Search code examples
google-cloud-platformpysparktextblob

Pyspark in GCP: ModuleNotFoundError: No module named 'textblob'


I am using udf function in Pyspark in jupyter notebook on GCP. I wanted to use Textblob to do the sentiment analysis on text. I have already imported textblob in the notebook and i have tried the following code in my virtual machine terminal

pip3 install -U textblob

When I try to run the following code

sentiment = udf(lambda x: TextBlob(x).sentiment[0])
spark.udf.register("sentiment", sentiment)
df = df.withColumn('sentiment',sentiment('text').cast('double'))
df.show(1)

I still got the following error

PythonException: 
  An exception was thrown from the Python worker.
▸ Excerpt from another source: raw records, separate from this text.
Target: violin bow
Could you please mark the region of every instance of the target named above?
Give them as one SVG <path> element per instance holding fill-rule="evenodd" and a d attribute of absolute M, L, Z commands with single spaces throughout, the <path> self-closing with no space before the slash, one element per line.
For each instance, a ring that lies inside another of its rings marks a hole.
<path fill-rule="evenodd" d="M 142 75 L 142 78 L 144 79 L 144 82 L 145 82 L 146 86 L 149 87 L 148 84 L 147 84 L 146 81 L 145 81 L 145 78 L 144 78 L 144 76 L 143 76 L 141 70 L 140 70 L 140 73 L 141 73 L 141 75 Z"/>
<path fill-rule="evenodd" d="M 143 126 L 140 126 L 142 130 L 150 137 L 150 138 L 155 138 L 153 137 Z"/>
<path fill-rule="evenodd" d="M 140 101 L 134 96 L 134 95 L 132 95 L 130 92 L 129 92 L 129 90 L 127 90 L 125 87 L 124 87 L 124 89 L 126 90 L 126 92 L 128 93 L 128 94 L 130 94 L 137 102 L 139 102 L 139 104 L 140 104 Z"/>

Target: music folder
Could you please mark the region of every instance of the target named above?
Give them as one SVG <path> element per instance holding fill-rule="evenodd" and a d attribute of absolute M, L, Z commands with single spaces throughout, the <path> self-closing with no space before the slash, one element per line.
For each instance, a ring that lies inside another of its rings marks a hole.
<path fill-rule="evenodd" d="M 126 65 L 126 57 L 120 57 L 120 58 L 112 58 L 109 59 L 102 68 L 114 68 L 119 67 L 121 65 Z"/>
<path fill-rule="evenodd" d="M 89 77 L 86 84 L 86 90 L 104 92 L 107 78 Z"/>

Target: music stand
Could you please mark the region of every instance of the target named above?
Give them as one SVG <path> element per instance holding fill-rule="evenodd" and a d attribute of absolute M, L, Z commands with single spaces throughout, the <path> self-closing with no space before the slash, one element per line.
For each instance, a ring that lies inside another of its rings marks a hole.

Please see the stack trace below.
Traceback (most recent call last):
  File "/usr/lib/spark/python/lib/pyspark.zip/pyspark/worker.py", line 588, in main
    func, profiler, deserializer, serializer = read_udfs(pickleSer, infile, eval_type)
  File "/usr/lib/spark/python/lib/pyspark.zip/pyspark/worker.py", line 447, in read_udfs
    udfs.append(read_single_udf(pickleSer, infile, eval_type, runner_conf, udf_index=i))
  File "/usr/lib/spark/python/lib/pyspark.zip/pyspark/worker.py", line 249, in read_single_udf
    f, return_type = read_command(pickleSer, infile)
  File "/usr/lib/spark/python/lib/pyspark.zip/pyspark/worker.py", line 69, in read_command
    command = serializer._read_with_length(file)
  File "/usr/lib/spark/python/lib/pyspark.zip/pyspark/serializers.py", line 160, in _read_with_length
    return self.loads(obj)
  File "/usr/lib/spark/python/lib/pyspark.zip/pyspark/serializers.py", line 430, in loads
    return pickle.loads(obj, encoding=encoding)
ModuleNotFoundError: No module named 'textblob'

I am new to the GCP and cloud computing. I don't know what is causing the problem. Is that because I didn't install the package into right path?


Solution

  • I think this is more of a jupyter notebook thing than a GCP one. But jupyter has %pip and %conda that you could use to install python module to the python instance which jupyter runs on.